I did not approach this effort as a theoretical exercise. I did it deliberately to put my money where my mouth is.

I spend a lot of time talking with clients and teams about AI‑accelerated delivery, modern engineering practices, and addressing growing enthusiasm around “vibe coding.” I am often asked where the real limits are, where quality breaks down, and how much governance is actually necessary.

I did not want to answer those questions from concepts, secondhand examples, or abstract frameworks. I wanted firsthand exposure to both the excitement and the discomfort. I wanted to feel the pull to move faster than was safe. I wanted to experience how easily momentum can be mistaken for progress. And I wanted to do it in a context where failure would be visible, not hypothetical.

A live executive event provides exactly that kind of constraint. There is no hiding behind roadmaps. Whatever you ship is what leaders experience. That pressure changes how you think, how you design, and how you decide.

The Context: Why This Was Different

The app was not intended to be a demo or an innovation showcase. It existed to support a very specific moment: a live, tightly choreographed executive forum where senior leaders would listen, engage, challenge ideas, and ultimately commit to priorities.

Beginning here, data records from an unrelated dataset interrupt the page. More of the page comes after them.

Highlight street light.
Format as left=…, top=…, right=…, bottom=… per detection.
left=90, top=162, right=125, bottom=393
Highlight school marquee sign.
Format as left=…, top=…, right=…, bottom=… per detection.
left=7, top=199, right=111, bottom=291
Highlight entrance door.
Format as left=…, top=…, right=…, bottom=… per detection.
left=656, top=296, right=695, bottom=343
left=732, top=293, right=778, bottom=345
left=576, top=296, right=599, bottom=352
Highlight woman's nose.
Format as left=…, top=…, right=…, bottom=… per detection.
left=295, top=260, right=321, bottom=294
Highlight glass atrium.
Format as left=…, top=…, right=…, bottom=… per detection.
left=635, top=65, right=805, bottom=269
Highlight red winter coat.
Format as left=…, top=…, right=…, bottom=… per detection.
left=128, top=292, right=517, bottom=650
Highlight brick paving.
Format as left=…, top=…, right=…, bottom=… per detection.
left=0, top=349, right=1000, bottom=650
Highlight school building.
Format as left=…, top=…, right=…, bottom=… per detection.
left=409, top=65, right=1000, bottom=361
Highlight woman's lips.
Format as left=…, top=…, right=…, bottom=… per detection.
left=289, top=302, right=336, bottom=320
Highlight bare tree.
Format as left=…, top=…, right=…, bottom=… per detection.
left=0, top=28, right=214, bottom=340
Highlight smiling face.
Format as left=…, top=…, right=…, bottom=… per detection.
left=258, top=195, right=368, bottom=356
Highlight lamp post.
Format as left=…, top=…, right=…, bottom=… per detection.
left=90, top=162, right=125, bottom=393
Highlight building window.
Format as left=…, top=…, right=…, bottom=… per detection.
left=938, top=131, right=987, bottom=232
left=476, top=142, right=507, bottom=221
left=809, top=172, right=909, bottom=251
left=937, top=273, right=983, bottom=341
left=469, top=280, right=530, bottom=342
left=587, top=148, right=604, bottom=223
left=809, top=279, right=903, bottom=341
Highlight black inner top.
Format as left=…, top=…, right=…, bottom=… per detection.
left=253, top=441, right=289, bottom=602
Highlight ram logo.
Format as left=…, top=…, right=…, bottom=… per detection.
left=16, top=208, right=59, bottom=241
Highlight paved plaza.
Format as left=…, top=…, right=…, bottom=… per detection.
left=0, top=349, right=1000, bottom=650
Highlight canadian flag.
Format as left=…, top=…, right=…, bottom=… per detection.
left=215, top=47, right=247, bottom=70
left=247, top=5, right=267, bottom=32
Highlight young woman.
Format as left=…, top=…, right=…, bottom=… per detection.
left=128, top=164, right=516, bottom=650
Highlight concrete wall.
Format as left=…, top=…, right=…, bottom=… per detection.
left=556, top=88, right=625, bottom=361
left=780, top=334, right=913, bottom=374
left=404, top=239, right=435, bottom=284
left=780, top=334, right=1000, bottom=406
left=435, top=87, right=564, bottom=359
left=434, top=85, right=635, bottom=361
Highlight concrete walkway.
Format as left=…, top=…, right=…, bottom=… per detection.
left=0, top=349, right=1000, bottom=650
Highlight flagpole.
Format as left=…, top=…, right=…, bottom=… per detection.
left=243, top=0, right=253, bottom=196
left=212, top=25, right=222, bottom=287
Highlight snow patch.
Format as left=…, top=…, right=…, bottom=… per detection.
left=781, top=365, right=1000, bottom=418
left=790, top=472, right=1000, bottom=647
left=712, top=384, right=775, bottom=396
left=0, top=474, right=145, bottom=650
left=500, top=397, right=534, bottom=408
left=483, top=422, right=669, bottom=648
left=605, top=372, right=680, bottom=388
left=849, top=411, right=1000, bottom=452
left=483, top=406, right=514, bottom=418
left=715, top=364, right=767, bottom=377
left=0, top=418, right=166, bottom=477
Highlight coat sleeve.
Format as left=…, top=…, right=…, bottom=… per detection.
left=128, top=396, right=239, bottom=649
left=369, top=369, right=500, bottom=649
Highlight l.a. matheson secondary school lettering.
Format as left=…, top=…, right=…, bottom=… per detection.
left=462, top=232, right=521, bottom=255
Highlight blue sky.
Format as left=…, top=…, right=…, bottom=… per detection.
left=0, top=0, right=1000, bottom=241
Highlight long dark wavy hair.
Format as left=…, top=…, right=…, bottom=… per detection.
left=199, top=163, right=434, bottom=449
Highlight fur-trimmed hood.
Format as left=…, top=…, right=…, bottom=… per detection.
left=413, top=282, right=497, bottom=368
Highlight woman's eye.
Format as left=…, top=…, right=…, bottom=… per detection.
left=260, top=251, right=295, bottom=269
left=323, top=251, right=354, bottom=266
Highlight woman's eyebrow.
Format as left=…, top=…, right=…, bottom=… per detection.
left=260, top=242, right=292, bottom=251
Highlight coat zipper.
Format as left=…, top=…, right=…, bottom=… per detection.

That meant the system had to do several things simultaneously:

  • Support multiple roles with real authority, not just viewers
  • Enforce timing and structure without drawing attention to itself
  • Make participation feel fair and transparent
  • Produce outputs that leaders could trust immediately

There would be no opportunity to “explain the app” during the event. If something was confusing, slow, or ambiguous, it would break the flow—and credibility—instantly.

This context eliminated a lot of otherwise tempting options. Clever features, experimental UX, and optimistic assumptions all became liabilities.

How the Work Actually Started

The first step was not writing code. It was deciding what not to allow.

Before any implementation, I spent time defining roles, phases, and boundaries. Who is allowed to act when? What must be locked? What is authoritative, and what is merely draft? These questions sound procedural, but they are foundational when you expect hundreds of people to interact simultaneously.

At this stage, AI was enormously helpful. Drafting specs, stress‑testing flows, and challenging assumptions went quickly. The danger, in hindsight, was that things felt too smooth. It was easy to believe that good prompts and clear issues would naturally translate into clean execution.

That assumption did not survive contact with reality.

The First Major Breakdown: Parallelism Without Control

Once the core issues and agent prompts were written, I made what seemed like a modern, rational decision: assign everything in parallel and let execution scale.

On paper, it looked efficient. Each agent had a clear task. The boundaries were documented. The intent was explicit.

In practice, the system began to drift almost immediately.

Each agent optimized locally. Small interpretation differences accumulated. Shared surfaces were touched in ways that technically made sense but broke overall coherence. Integration became increasingly fragile, and reviewing progress started to feel like archaeology.

The real warning sign was a simple question I could no longer answer confidently: Can I trust the current state of the system?

At that point, the only responsible move was to stop. Roughly two days of work were discarded. The codebase was reset.

That decision hurt—but pushing forward would have been worse.

The Reset: Slowing Down to Regain Control

After the reset, the operating model changed completely.

All work flowed through a single orchestrator directly overseen by me. Agents no longer operated independently. Instead, work was tightly sequenced. Each step had a clear starting point, a narrow scope, and an explicit definition of done.

Progress felt slower at first. There was less visible activity. Fewer things were happening at once.

But something important returned almost immediately: confidence.

At every point, I knew what had changed, why it had changed, and what state the system was in. Integration issues surfaced early instead of compounding silently. Decisions became easier because the blast radius was controlled.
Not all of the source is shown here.